Statistical analysis

Group comparisons were made with respect to demographic, clinical, and treatment variables using the Fisher's exact test for categorical and Mann-Whitney test for continuous variables, with examination of distributional assumptions. Predictors of PWS were assessed in a logistic regression model and ranked using dominance analysis. Candidate predictors included the seven covariate variables described above, which were included in the model based on consensus of their potential importance relative to the outcome. Dominance analysis was used to estimate the proportionate contribution each predictor makes to the explained variance of the dependent variable after considering the direct effect of the predictor and its effect when combined with the other variables in the regression model.19,20 For the present analysis, the McFadden R2 was used as the estimator of explained variance.

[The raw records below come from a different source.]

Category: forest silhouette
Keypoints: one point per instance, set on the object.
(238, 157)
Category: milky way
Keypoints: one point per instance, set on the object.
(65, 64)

Penalized logistic regression models were fitted with PWS (Yes/No) as the independent variable to assess the association with AIS improvement ≥1 grade, breathing or ambulation outcomes at 6-month follow-up. The analysis for neurological improvement was adjusted for baseline AIS grade, age, and sex, and stratified for the study. The estimates in the NACTN and STASCIS data sets were pooled using a random effects meta-analysis model to account for differences in study design and between-study heterogeneity. Because SCIM data were available for the NACTN cohort only, the functional outcomes analysis was limited to NACTN. The functional outcome analysis was adjusted for baseline AIS, injury level, patient age, sex, and time to surgery. A sensitivity analysis focused on the cohort with cervical SCI who had non-penetrating injuries (blunt or crush) to further reduce heterogeneity and to reflect the patient group more likely to be included in clinical trials of SCI. Effect size is reported as odds ratio (OR) with 95% confidence interval (CI). Significance level was set at 5%. The analysis was performed with Stata software, version 13.1 (Statacorp, TX).

Results

Descriptive analysis and risk factors for PWS

Among the 1299 subjects for inclusion in the study, 1037 had an initial ISNC SCI evaluation within 7 days of injury (Fig. 1). The distribution of patients according to their time of baseline neurological examination from initial injury is shown in Supplementary Figure S1. Six-month follow-up data were available for 758 subjects (58.4%) for analysis of neurological outcome, and for 465 (56.1%) NACTN subjects for functional outcome analysis. Supplementary Table S3 compares the baseline data of subjects who had follow-up data with those without follow-up data. Subjects with missing follow-up data had higher frequencies of complete injuries, cervical SCI, were more frequently administered MPSS, and had a longer length of hospital stay, compared with subjects with follow-up data (p = 0.001).

FIG. 1.

FIG. 1.

Flowchart of patients in the analysis. NACTN, North American Clinical Trials Network; STASCIS, Surgical Timing in Acute SCI Study.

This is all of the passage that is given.